Nach Ansicht der IG Metall Küste ist es vernünftig, dass der Ersatz alter Windenergieanlagen durch neue Anlagen (Repowering) nicht auf den Ausbaudeckel für die Windenergie an Land angerechnet werden soll. „Falsch ist, dass Bund und Länder an der Stichtagsregelung festhalten wollen, nach der sich die Förderung berechnet. Dadurch wird eine Vielzahl von bereits geplanten Projekten in Frage gestellt“, so Geiken.

„Beim Ausbau der Windenergie auf See ist positiv, dass die herabgesetzten Ausbauziele von 6,5 Gigawatt bis 2020 nicht mehr ganz so starr gesehen wie zunächst befürchtet und auch darüber hinaus gehende Netzanschlusskapazitäten genehmigt werden sollen. Bei der Förderung der Windenergie auf See bleibt die Einigung hinter den Beschlüssen des Koalitionsvertrages zurück“, sagte IG Metall-Bezirksleiter Geiken. Es sei aber immerhin erreicht worden, dass die Kürzung mit einem Cent geringer ausfällt, als in den bisherigen Entwürfen des Bundeswirtschaftsministeriums vorgesehen.

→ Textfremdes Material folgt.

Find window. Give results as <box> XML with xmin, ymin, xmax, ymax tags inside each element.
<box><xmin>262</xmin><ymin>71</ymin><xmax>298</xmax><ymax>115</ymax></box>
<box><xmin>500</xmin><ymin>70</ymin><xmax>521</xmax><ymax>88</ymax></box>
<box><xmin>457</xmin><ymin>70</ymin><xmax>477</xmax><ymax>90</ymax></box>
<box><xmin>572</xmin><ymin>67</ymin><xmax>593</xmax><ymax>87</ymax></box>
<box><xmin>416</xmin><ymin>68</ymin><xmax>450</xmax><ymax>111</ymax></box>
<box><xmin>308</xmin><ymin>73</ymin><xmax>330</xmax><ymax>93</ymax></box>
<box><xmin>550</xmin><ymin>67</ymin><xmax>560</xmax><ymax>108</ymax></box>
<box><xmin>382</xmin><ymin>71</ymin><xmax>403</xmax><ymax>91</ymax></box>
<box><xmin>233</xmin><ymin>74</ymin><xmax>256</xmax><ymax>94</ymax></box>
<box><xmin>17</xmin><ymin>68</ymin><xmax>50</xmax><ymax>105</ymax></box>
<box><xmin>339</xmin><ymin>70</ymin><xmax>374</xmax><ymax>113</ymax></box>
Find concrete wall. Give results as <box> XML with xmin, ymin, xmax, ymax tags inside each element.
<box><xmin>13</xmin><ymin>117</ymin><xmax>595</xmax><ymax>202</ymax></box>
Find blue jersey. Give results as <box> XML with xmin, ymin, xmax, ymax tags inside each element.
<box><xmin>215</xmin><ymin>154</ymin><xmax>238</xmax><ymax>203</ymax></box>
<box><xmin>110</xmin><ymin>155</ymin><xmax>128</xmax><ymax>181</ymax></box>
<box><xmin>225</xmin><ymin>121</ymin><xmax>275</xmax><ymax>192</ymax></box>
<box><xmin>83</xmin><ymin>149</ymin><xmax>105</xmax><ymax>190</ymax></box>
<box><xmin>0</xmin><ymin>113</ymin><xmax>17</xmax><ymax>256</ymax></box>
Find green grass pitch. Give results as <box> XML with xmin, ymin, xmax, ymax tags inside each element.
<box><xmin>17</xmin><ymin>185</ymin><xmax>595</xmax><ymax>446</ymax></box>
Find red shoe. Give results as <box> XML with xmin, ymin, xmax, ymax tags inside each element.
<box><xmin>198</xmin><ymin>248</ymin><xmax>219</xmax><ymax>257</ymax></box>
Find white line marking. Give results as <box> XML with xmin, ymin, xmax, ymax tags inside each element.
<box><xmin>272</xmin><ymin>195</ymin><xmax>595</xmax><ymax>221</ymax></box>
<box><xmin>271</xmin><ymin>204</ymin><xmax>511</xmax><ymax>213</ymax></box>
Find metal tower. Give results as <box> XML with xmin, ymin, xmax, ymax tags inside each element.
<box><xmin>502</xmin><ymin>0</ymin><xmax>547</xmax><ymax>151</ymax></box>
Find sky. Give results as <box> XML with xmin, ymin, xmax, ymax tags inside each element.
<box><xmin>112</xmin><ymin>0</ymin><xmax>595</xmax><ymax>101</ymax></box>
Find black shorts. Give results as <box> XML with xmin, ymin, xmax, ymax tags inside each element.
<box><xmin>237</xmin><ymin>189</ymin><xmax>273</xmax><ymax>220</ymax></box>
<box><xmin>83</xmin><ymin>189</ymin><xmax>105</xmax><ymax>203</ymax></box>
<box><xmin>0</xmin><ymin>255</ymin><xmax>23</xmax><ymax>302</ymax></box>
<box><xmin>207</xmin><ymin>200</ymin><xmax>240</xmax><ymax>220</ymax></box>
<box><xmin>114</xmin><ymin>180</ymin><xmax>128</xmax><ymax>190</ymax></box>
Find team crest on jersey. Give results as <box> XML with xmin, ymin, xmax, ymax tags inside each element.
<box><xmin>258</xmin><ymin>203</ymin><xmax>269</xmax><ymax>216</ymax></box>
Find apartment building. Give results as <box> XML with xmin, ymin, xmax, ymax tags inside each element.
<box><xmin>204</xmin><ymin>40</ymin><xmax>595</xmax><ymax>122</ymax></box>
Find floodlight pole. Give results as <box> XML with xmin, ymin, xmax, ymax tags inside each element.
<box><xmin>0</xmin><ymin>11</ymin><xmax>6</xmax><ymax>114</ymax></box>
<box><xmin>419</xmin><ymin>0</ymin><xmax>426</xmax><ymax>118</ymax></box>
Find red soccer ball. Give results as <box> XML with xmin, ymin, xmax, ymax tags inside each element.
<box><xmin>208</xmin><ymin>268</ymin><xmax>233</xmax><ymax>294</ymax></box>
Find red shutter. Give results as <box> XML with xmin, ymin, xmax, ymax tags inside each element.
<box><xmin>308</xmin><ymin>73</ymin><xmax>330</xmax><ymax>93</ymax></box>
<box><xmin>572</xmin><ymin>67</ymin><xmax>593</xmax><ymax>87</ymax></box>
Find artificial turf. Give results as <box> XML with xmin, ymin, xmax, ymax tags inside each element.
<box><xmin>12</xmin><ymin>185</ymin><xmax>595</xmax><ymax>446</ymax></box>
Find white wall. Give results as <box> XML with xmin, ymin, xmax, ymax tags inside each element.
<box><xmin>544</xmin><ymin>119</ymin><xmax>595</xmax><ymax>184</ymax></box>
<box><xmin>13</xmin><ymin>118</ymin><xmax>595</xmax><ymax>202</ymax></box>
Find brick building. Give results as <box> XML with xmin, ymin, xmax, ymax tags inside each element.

„Die vergangenen Wochen haben gezeigt, dass der Norden gemeinsam für die Windenergie steht. Der Druck von Gewerkschaften, Unternehmen und den norddeutschen Ländern hat in einigen wichtigen Punkten Erfolge gebracht. Jetzt kommt es darauf an, dass im Gesetzgebungsverfahren grundsätzliche Einigungen nicht erneut in Frage gestellt werden. Das wäre ein fatales Signal für die Windindustrie an der Küste“, so Geiken.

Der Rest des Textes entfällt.